There is a need to develop alternative targeted T-cell based immunotherapeutic strategies to be used alone or in combination with CI to increase clinical efficacy.
During the last several years “targeted” immunotherapeutic approaches have come to prominence, the most successful of them being the development of therapeutic antibodies. Other targeted immuno-therapies based on cytolytic activity hold the promise of effective cancer treatments. For example, i) Antibody-Drug Conjugates, ii) antibodies driving T cells at the tumor site like T cell engaging bispecific antibodies, and iii) Chimeric Antigen Receptors (CARs) have achieved complete remissions in the treatment of advanced hematological malignancies. After a long “lag” phase also oncolytic viruses have been recently “validated” in advanced clinical studies.

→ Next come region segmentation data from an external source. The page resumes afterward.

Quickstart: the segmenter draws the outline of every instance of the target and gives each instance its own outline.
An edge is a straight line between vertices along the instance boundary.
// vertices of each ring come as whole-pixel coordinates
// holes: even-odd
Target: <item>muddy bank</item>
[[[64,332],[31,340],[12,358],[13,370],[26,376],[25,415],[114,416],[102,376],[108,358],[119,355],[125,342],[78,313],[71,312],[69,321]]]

Our strategy stems from recent therapeutic achievements in the fields of CI, therapeutic antibodies, cancer vaccines and oncolytic viruses. We plan to develop a series of new, potent immunotherapeutics capable of selectively killing tumor cells. Our immunotherapeutics embody the best features of oncolytic viruses and therapeutic antibodies, and include viral vectored genetic vaccines based on patient- and tumor-specific antigens.